Biracial individuals are particularly vulnerable to these identity propagandistic appeals given that they live at the juncture of different cultural and racial identities—which research has shown is socially troublesome given the emphasis on either-or distinctions. Biracial individuals can lay claim to many identities, but they are also vulnerable to attempts to undermine their authentic representation of multiple groups. This can result in the constant questioning of people’s identities for strategic political reasons, such as undermining their credibility to represent these groups. Authenticating narratives, then, question a person’s identity, or call on them to prove their identity, in ways that undermine their political standing with the groups in question or with other groups. In the example above, identity propaganda around Harris was designed to both undermine Harris’s standing with Black voters, a key part of the Democratic coalition, and appeal to whites that the vice presidential candidate was not a member of this group. Authenticating narratives claim that Harris cannot represent herself as Black and at the same time question her credibility in a broader sense.

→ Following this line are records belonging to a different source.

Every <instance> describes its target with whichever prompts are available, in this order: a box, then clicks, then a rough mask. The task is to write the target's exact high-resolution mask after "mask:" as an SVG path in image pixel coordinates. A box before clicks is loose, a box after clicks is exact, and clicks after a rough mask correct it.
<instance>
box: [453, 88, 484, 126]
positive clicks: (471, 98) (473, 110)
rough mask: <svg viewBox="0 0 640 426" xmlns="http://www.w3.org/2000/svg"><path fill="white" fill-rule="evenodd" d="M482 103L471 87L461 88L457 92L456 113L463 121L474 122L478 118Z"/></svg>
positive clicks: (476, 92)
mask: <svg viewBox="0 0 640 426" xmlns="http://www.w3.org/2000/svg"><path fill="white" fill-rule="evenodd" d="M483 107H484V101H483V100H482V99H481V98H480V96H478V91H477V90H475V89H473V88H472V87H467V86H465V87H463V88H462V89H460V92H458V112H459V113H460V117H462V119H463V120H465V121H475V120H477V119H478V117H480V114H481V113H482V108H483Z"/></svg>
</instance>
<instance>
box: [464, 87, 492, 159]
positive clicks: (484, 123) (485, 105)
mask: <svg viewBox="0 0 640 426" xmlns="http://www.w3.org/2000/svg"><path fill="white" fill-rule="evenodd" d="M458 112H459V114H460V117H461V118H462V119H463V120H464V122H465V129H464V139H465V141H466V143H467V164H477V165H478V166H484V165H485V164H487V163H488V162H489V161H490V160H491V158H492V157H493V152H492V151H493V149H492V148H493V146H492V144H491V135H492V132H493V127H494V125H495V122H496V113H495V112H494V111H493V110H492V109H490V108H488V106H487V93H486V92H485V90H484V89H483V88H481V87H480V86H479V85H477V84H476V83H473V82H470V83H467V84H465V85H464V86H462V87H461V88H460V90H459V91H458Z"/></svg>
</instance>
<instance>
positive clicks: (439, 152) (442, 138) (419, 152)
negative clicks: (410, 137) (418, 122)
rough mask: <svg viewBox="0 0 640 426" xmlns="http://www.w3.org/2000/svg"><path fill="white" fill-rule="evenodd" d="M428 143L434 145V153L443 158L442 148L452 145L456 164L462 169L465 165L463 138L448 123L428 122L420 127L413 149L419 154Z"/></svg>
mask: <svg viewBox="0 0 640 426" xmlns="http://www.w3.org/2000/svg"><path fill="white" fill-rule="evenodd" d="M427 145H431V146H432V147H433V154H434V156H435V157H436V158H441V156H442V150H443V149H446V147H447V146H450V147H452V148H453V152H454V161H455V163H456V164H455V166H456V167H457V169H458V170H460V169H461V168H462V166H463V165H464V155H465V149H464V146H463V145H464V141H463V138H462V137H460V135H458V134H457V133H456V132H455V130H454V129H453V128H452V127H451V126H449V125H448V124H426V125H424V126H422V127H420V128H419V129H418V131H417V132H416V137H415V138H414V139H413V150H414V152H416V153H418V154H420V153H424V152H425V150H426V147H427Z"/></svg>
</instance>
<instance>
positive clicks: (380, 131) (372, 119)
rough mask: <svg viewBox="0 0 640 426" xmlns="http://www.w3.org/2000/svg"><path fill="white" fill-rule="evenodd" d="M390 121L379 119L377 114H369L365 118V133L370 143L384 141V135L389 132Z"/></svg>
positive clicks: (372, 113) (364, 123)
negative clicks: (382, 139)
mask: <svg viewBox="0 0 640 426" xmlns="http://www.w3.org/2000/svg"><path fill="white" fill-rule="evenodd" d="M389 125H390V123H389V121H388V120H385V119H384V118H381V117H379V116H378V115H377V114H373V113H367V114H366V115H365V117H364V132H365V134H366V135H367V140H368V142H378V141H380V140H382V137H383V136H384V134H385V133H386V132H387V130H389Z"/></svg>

Strategic racial appeals are only one aspect of identity propaganda—there are many different forms of identity that othering, essentializing and authenticating work upon, just as there are likely other patterns of identity narratives that can weaken the political standing of political figures from nondominant groups. By going beyond assessing claims about candidates as true or false, and focusing on racial and social hierarchies undergirding disinformation and propaganda, researchers and the public would become more aware of the patterns, and power, of attacks directed against nondominant groups. Even more, it would shed a light on how strategic attempts to undermine and weaponize people’s social identities and group memberships for political gain happen in the context of established narratives, tropes and meanings that are deeply embedded and ready-to-hand for people to wield politically.